The answer, from 2020 Alabama: 541.6 yards and 48.5 points per game, the latter an SEC record. It’s worth pointing out, too, that LSU had on its schedule Northwestern State and Utah State, nonconference pushovers that are the kind of staple appetizers – and stat-padders – that make up a typical college football schedule.

Yet 2020 Alabama had no such cupcake, because in the midst of the pandemic, the SEC decided to play only the SEC. Therefore, the entirety of Alabama’s nonconference schedule: Notre Dame and Ohio State, both in the CFP. Neither could stay within two scores – which merely puts them in a club with 12 of the Tide’s 13 opponents. The Tide’s average margin of victory against that slate: 29 points.

“I think we’re the best team to ever play,” Jones said. “There’s no other team that will ever play an SEC schedule like that again.”

Need more evidence of total offensive domination? Take this last quantification: Alabama played 52 quarters this season. It scored in 50 of them.

“We had a mission,” Smith said. “Everybody wanted to end things the right way. We just all came to work every day and put in the work, and we go the result that we wanted.”

So among the teams that played 12 games and the teams that played eight, there was no comparison, in 2020, to Alabama. Turn, then, to history. Maybe the 2001 Miami Hurricanes. Yes, they won the national title. But get a load of this roster.

The running backs: Clinton Portis, Willis McGahee, Frank Gore and Najeh Davenport. The top wide receiver: Andre Johnson. The tight end: Jeremy Shockey. Bryant McKinnie protected the quarterback. The defense was led by Ed Reed at safety and Jonathan Vilma at linebacker. That’s not a college team. That’s either a Pro Bowl roster or Mel Kiper’s Big Board.

They haven’t taken an NFL snap, but couldn’t this Alabama team nearly match that group? Saban has coached two Crimson Tide running backs who won the Heisman – Mark Ingram and Derrick Henry. It’s possible Harris is better than either was in Tuscaloosa.

Since Julio Jones was selected sixth overall in the 2011 NFL draft, Alabama has had five wide receivers who were first-round picks – including Henry Ruggs II and Jerry Jeudy just last year.

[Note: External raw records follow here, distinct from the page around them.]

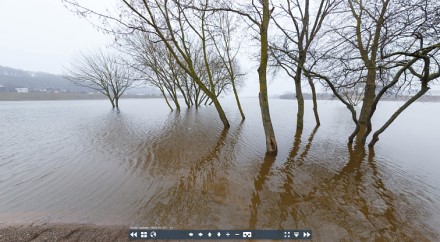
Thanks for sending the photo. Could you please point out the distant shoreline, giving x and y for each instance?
(36, 96)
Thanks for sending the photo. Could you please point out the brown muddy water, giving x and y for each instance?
(81, 162)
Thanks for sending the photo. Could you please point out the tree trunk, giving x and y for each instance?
(369, 95)
(315, 102)
(166, 99)
(220, 111)
(376, 134)
(271, 144)
(299, 96)
(238, 101)
(111, 101)
(117, 101)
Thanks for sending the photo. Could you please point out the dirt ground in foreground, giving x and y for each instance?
(63, 232)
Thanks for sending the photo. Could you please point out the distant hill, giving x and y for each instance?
(11, 78)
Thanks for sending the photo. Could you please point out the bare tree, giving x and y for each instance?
(299, 26)
(390, 48)
(222, 33)
(103, 73)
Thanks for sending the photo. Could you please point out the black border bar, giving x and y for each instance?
(151, 234)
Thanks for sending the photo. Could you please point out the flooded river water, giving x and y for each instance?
(81, 162)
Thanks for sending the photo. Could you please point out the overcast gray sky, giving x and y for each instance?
(44, 36)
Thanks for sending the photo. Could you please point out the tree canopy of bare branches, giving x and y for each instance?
(101, 72)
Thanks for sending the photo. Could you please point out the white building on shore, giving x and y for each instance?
(22, 90)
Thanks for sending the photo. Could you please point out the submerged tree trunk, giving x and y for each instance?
(117, 101)
(376, 134)
(315, 102)
(166, 99)
(238, 101)
(369, 95)
(271, 144)
(299, 95)
(111, 100)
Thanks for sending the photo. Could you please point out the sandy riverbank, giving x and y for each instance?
(63, 232)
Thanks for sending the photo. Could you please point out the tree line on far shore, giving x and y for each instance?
(359, 50)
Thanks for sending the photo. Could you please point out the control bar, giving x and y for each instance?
(145, 234)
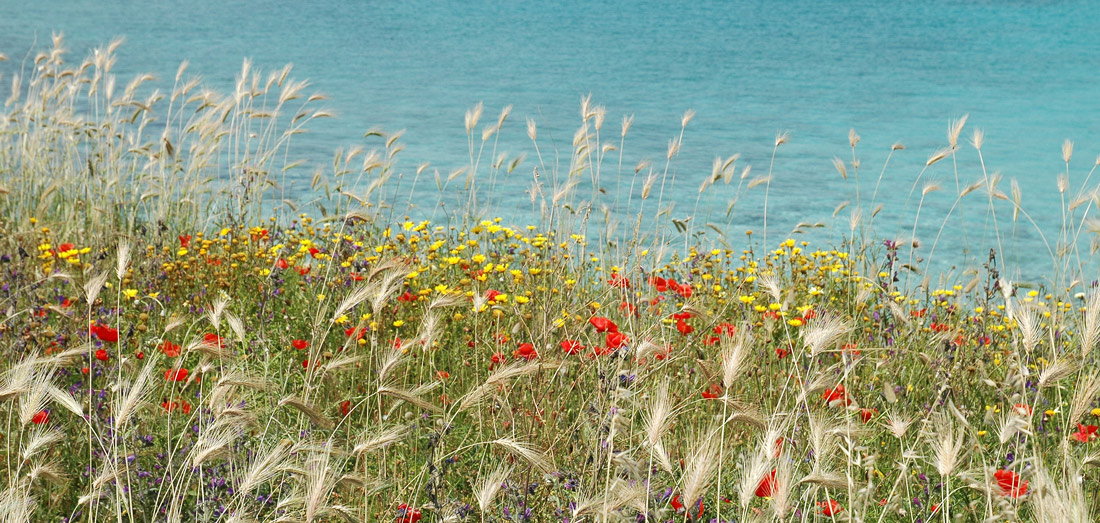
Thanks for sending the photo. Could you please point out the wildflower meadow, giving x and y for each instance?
(185, 339)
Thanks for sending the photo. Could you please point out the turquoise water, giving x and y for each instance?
(1026, 73)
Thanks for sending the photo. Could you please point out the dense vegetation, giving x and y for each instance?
(182, 345)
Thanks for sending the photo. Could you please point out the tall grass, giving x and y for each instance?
(183, 346)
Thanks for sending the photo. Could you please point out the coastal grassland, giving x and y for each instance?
(182, 342)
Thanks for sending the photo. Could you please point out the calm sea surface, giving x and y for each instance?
(1026, 72)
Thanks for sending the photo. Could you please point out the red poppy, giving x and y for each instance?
(681, 315)
(526, 351)
(849, 349)
(831, 508)
(767, 485)
(1085, 433)
(836, 395)
(679, 507)
(572, 347)
(213, 340)
(1011, 483)
(169, 349)
(616, 339)
(618, 281)
(684, 290)
(603, 325)
(407, 514)
(175, 374)
(168, 406)
(106, 334)
(725, 329)
(659, 283)
(713, 392)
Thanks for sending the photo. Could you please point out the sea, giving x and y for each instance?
(1026, 73)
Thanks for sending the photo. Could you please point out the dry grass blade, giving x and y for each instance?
(1088, 389)
(309, 411)
(702, 465)
(211, 444)
(65, 400)
(123, 260)
(39, 439)
(528, 453)
(355, 297)
(92, 285)
(1056, 371)
(824, 333)
(734, 353)
(828, 480)
(1090, 335)
(383, 439)
(656, 417)
(507, 373)
(136, 394)
(235, 325)
(408, 396)
(491, 486)
(265, 467)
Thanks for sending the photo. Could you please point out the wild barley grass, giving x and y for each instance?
(182, 346)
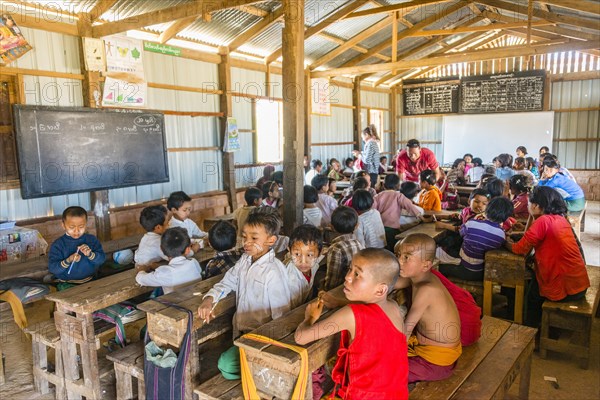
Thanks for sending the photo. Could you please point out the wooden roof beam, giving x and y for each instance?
(352, 41)
(577, 5)
(395, 7)
(256, 29)
(458, 58)
(549, 16)
(196, 8)
(406, 33)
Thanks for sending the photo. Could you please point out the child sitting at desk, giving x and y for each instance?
(372, 354)
(253, 197)
(306, 243)
(75, 257)
(222, 238)
(176, 244)
(433, 319)
(154, 220)
(560, 273)
(430, 198)
(180, 205)
(479, 236)
(339, 256)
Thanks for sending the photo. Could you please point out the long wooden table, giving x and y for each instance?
(74, 321)
(167, 326)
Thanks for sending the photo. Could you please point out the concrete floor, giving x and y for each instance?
(573, 383)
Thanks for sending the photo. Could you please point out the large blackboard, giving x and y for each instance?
(430, 96)
(66, 150)
(507, 92)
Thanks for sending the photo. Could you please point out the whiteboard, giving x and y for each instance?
(487, 135)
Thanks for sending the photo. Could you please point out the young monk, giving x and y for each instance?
(372, 354)
(432, 323)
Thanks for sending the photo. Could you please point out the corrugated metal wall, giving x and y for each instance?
(577, 131)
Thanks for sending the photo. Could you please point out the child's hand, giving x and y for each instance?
(313, 311)
(204, 311)
(85, 249)
(74, 257)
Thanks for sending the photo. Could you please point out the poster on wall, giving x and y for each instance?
(12, 43)
(320, 97)
(124, 93)
(232, 143)
(125, 84)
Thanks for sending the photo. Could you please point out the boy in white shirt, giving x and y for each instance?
(175, 243)
(306, 243)
(180, 204)
(258, 279)
(154, 220)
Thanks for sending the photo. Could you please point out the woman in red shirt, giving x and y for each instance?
(560, 273)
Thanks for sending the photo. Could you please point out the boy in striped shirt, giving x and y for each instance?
(480, 236)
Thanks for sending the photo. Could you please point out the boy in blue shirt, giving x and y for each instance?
(76, 256)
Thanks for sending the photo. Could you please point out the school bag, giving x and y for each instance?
(468, 311)
(164, 371)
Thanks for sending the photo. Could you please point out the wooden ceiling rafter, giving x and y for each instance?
(196, 8)
(406, 33)
(480, 55)
(313, 30)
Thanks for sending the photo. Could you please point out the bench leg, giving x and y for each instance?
(544, 334)
(524, 379)
(487, 297)
(124, 384)
(519, 294)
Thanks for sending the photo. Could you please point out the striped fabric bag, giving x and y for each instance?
(167, 382)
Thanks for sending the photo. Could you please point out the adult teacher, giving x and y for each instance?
(370, 155)
(412, 160)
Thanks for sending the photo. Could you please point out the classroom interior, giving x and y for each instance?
(253, 62)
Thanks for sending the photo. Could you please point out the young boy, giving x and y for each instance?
(75, 257)
(344, 221)
(175, 244)
(258, 278)
(435, 344)
(222, 238)
(325, 203)
(154, 220)
(479, 236)
(253, 197)
(180, 204)
(312, 214)
(373, 343)
(306, 243)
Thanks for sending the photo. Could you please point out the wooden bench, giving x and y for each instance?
(44, 336)
(167, 326)
(129, 364)
(577, 220)
(573, 319)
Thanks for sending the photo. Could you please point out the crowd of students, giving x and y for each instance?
(383, 346)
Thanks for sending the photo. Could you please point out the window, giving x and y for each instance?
(9, 175)
(376, 118)
(269, 131)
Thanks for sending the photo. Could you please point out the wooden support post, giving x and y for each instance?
(92, 93)
(356, 112)
(294, 103)
(226, 109)
(307, 113)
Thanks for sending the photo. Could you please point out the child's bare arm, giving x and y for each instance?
(309, 331)
(421, 302)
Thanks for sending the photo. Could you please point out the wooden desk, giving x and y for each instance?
(488, 368)
(167, 326)
(427, 228)
(78, 329)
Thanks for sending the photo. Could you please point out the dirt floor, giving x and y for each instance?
(573, 383)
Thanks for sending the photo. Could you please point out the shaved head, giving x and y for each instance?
(418, 242)
(383, 265)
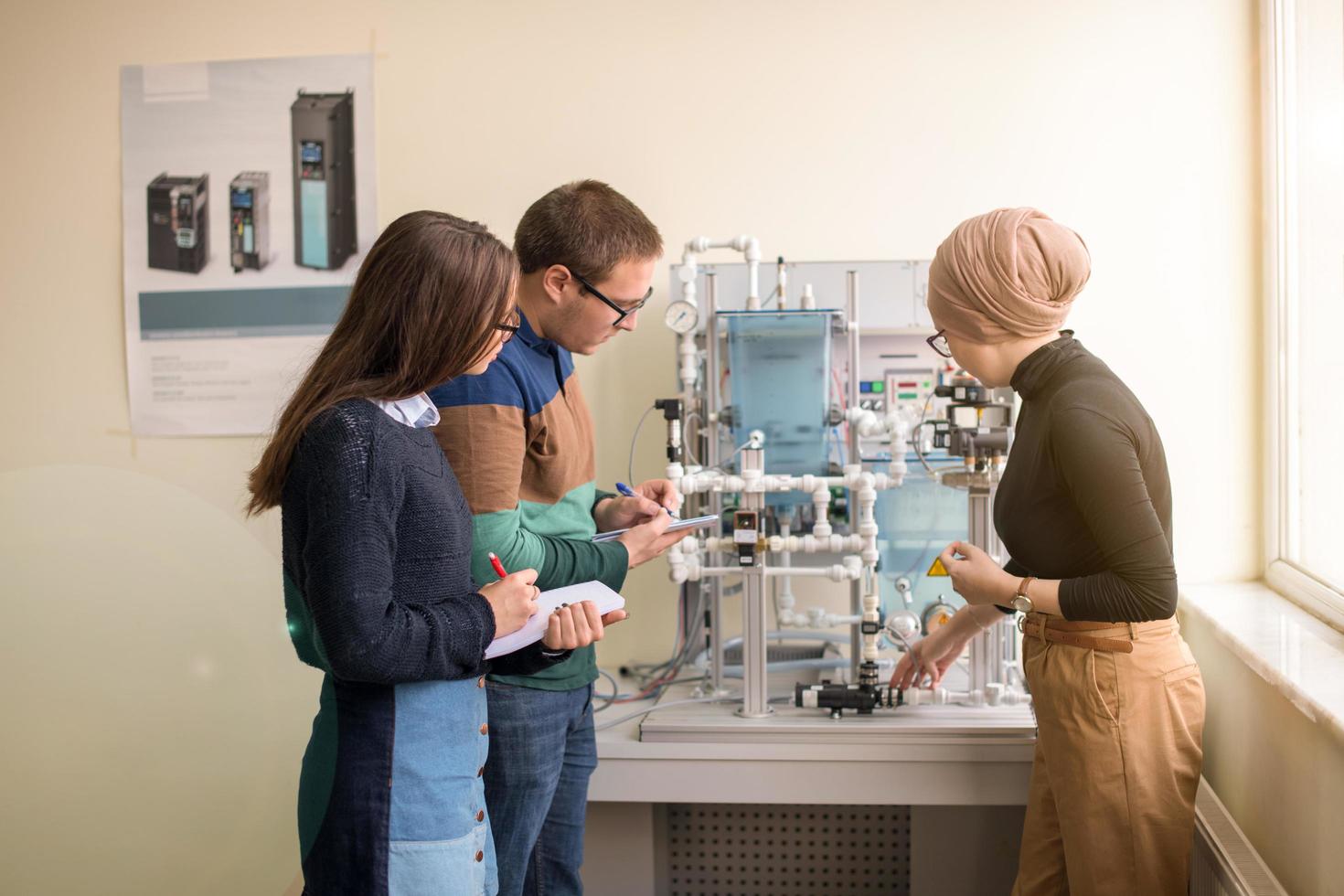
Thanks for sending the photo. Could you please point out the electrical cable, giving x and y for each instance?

As a college player, Smith tops them all – more catches made, more yards gained, more jaws to the floor. And had Jaylen Waddle not suffered an ankle injury in late October, defenses couldn’t have focused on Smith – and whiffed anyway – but would have had to further spread their resources, because Waddle could still go in the first round.

Throw in Alex Leatherwood as a first-round tackle, Christian Barmore as a defensive lineman who manhandled the Buckeyes, and Patrick Surtain II as a cornerback who scares people away from throwing at him, and it’s not hard to envision a time in the future when you look at that list and say, “Wait, they were all on the same college team?”

For Saban, that’s really what this was about: the team. In November, Saban tested positive for the coronavirus and missed the Tide’s rivalry game against Auburn. Alabama had a three-week gap between games because the virus disrupted programs throughout the SEC. Yet in January, when the most unusual of seasons still left the most Alabama of goals within sight, his players made history.

“I think there’s quite a bit to write about when it comes to the legacy of a team,” he said.

Keep writing about, keep reading about, keep appreciating this Alabama offense. It might be a generation – or a year – until we see another like it.